As far as I know multimedia/gstreamer1-plugins-bad doesn't use GCC 4.9 to build. So this is probably the cause of the problems. 

Besides the OpenSSL setting I'd remove the whole lot from make.conf. Most of it is deprecated.


----------



## piggy (Feb 10, 2017)

Problem is still unresolved :-(


Related with OpenSLL setting in make,conf: it is requested to use the external updated OpenSLL and not the built in OpenSSL port.

PS: as you can see, gcc settings in make.conf are not active. I do use sometimes to build some not clang friendly program. gstreamer always build by me with clang,


----------



## talsamon (Feb 10, 2017)

Have you try to remove the distfile and fetch it new?
Or maybe, it is something with locale ?


----------



## piggy (Feb 10, 2017)

talsamon said:


> Have you try to remove the distfile and fetch it new?
> Or maybe, it is something with locale ?

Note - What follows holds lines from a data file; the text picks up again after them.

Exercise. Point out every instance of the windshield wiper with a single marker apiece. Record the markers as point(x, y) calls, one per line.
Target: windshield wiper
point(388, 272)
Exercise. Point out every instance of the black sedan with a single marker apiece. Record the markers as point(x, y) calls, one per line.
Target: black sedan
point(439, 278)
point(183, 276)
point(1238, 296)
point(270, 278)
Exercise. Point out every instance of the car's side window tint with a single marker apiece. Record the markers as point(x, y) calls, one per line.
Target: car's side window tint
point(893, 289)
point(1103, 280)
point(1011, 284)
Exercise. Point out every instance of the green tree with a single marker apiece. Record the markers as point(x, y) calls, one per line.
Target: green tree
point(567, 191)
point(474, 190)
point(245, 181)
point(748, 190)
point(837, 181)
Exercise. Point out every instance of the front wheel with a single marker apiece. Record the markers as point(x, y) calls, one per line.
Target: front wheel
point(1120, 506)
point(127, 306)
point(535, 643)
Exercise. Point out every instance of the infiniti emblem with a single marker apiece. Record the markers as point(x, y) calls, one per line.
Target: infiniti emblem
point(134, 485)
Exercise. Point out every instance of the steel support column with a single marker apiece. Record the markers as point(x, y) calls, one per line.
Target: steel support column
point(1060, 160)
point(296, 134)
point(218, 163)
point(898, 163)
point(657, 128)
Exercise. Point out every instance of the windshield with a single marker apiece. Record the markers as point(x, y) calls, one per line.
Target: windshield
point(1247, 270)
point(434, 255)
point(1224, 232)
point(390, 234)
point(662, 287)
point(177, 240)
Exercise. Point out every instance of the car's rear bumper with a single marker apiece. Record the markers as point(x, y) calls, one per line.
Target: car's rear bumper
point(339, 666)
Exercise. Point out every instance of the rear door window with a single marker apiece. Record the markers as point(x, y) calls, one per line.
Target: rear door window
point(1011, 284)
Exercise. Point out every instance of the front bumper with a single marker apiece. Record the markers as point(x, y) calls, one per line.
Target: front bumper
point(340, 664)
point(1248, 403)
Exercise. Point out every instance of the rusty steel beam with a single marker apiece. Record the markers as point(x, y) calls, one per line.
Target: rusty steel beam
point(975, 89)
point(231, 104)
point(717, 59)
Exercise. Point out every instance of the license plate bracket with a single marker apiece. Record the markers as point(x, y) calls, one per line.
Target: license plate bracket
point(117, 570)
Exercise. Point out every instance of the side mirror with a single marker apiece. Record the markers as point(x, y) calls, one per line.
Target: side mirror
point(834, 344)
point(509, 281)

Hey thank you for your interest. I sanitized the ports tree many times in this weeks with no luck :-( Related with the locale, it seems fine to me. I don't have any problem with any other port. I was wondering if it is related with some plugin library (?) considering it stops always to same point in build. I'm really out of any idea. I even think to install the pkg then it sound impossible with pkg to install a single package without changing pretty much of all the installed system. And I will definitely prefer to fix this absurd problem.


----------



## talsamon (Feb 10, 2017)

Please, attach a build-log. Maybe, the error or more are before the stop.
(I don't think it helps, but try rebuild devel/automake, devel/autoconf and devel/libtool).


----------



## piggy (Feb 11, 2017)

talsamon said:


> Please, attach a build-log. Maybe, the error or more are before the stop.
> (I don't think it helps, but try rebuild devel/automake, devel/autoconf and devel/libtool).

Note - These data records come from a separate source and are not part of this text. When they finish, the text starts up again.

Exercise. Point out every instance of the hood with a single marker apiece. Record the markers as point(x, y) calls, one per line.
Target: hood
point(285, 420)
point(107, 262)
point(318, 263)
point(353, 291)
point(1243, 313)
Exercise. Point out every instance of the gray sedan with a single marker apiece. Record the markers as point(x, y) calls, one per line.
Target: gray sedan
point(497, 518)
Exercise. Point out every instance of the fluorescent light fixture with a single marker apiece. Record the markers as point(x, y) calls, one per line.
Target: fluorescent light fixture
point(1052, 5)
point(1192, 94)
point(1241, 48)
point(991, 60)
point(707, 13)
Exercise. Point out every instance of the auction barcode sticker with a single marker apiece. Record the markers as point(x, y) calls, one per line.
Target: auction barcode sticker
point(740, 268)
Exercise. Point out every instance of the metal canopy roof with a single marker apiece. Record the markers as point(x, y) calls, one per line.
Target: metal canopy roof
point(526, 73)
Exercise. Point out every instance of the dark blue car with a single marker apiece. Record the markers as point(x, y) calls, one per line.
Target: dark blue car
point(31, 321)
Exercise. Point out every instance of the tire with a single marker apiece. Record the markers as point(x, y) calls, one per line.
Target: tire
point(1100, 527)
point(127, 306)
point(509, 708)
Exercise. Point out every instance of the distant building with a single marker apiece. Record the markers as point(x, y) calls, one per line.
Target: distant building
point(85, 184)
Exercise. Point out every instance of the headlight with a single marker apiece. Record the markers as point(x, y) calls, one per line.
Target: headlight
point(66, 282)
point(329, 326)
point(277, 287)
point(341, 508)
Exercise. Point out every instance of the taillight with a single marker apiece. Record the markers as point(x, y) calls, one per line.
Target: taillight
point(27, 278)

Hi, there is no log becouse the build die before it can write a log considering I have to Ctrl-C to stop the stuck build. I always rebuilt and updated those three ports.


----------



## piggy (Feb 13, 2017)

I had installed ports-mgmt/Poudriere, on popular demand, just to look if it can fix this problem and... guess! It happen exactly like with for me faithfull and friendly ports-mgmt/portmaster, build of this port die in exactly same string and this is the same string you look in the first post of this thread.


----------